@Account Closed
You've stated that you make your living by solving people's problems. Problems that began when they bought real estate. They're stuck with an illiquid asset and don't have time or for whatever reason are unable to offload it for what it's actually worth, so you capitalize on that. Meanwhile the S&P is up 10% YTD and savvy traders have easily made 20%. If they needed to liquidate their stocks they could do so with the click of a button. We see so many people on here desperate to park their money in RE: investing blindly in out of state turnkeys, negative cash flow appreciation gambles, overpriced dilapidated money pits, quitting perfectly good jobs to try wholesaling, etc., so many of them would be better off buying high dividend yield ETFs IMO.
Personally I try to avoid over simplified binary thinking like "Real Estate good so Stock Market bad". I do see your point however that REI has an advantage in being able to use other people's money, sweat equity, subject-to or other various niche expertise to build wealth from nothing. That seems to be the case for you personally, and congrats btw. But that doesn't mean that techniques don't exist to build wealth from nothing with other methods, including stocks. Essentially what you've done is built a business and RE happens to be your market. Why compare what you've done with investing in stocks when anyone can start a business in any field that they're uniquely qualified in and be successful even with a small initial investment?
You've had success in RE, but it didn't happen in 12 hours.
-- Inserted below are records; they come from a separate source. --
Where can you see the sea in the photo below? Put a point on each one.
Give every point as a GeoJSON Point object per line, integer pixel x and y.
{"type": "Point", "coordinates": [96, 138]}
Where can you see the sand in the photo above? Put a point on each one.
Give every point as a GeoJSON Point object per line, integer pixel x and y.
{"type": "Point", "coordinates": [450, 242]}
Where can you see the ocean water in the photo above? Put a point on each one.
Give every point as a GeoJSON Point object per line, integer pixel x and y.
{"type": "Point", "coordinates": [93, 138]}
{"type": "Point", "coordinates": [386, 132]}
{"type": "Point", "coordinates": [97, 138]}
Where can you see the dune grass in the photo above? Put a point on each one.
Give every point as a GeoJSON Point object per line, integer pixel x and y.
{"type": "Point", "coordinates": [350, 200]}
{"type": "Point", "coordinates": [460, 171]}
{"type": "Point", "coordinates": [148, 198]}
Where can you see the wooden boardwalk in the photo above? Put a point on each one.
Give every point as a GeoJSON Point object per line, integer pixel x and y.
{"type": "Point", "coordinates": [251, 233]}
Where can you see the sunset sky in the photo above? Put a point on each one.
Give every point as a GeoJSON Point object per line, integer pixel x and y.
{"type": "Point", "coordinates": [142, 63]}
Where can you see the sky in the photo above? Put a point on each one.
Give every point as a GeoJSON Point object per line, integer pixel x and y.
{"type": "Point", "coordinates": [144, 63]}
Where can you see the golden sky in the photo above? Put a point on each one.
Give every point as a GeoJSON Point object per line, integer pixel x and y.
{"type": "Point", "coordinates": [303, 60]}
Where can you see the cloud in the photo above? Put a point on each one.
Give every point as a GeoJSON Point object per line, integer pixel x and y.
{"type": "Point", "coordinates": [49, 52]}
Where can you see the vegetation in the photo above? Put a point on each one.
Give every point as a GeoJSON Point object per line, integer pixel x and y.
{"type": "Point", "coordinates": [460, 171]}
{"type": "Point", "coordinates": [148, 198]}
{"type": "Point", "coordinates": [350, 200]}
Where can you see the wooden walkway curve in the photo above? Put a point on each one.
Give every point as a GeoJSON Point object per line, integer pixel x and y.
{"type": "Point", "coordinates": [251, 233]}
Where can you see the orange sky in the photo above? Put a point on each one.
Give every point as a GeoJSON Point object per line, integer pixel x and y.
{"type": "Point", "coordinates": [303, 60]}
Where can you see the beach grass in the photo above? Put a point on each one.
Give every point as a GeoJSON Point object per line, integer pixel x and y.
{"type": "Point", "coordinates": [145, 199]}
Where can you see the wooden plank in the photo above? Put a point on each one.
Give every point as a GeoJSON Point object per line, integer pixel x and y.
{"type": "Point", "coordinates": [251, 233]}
You have probably invested many hours perfecting your craft with deals that broke even or even lost money. If you'd spent that time learning about stocks and ways to invest with little cash, you'd likely have found a way to be successful in stocks too.
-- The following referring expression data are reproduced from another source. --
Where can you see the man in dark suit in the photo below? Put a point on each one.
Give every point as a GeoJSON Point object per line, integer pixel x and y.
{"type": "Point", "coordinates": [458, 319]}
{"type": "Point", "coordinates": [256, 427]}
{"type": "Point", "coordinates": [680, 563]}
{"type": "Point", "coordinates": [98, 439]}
If we're truly looking to compare stocks with real estate, every study I've ever seen has shown stocks beating real estate in average returns. Of course nobody wants to be average, everyone wants to hit the home run and beat the market. This is where people get in trouble, thinking they can out compete all the other sharks in RE or computers that run algorithms to trade stocks. With this in mind and knowing that RE is a lot more hands on, which is both more room for error and more time spent, then logic tells us that if one wanted to limit themselves to one or the other for whatever reason, and the goal was return on time invested, then stocks clearly win. I prefer both: 70% aristocrat stocks for truly passive income, 30% value-add long term buy and hold RE that has basically become my job. For people new to investing or looking for a truly passive investment I always recommend stocks first because buying an ETF is a lot harder to screw up than buying real property, as evidenced by the deals you're finding which you source from people who screwed up RE deals.
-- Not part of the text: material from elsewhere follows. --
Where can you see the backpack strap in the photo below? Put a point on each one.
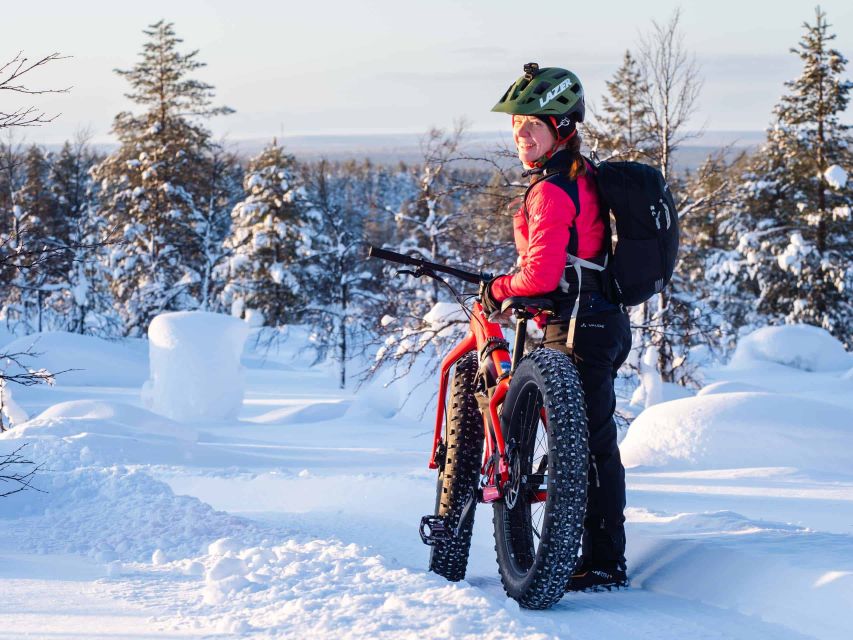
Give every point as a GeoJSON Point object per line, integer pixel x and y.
{"type": "Point", "coordinates": [578, 264]}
I guess I'm the yin to your yang: I don't think most people should jump in to REI unless they already have a robust stock portfolio providing substantial dividends and/or vast cash reserves so they can afford to dig themselves out when a sewage line clogs, a deranged tenant trashes a unit and has to be evicted, they miscalculate the ARV by more than their profit margin because they forgot to double their back of the napkin rehab budget, tariffs cause the price of lumber to double during permitting, or something expensive and unexpected inevitably goes wrong. Owning real estate is more expensive and prone to catastrophic failure than owning dividend stocks hands down in my experience.
Your post provides examples of how RE can be risky (all the people selling to you at a huge discount), and demonstrates how the investment class has become more exclusive over time (ability to buy the market/ save up for a down payment becoming less achievable using average wages), but you have not built a case for how investing in the stock market saps your wealth. Maybe the moderators can edit the title to "How investing in real estate saps your wealth".
That said, thanks for sharing your story and some of your secret sauce. This thread has been provocative which I suspect was your underlying intention.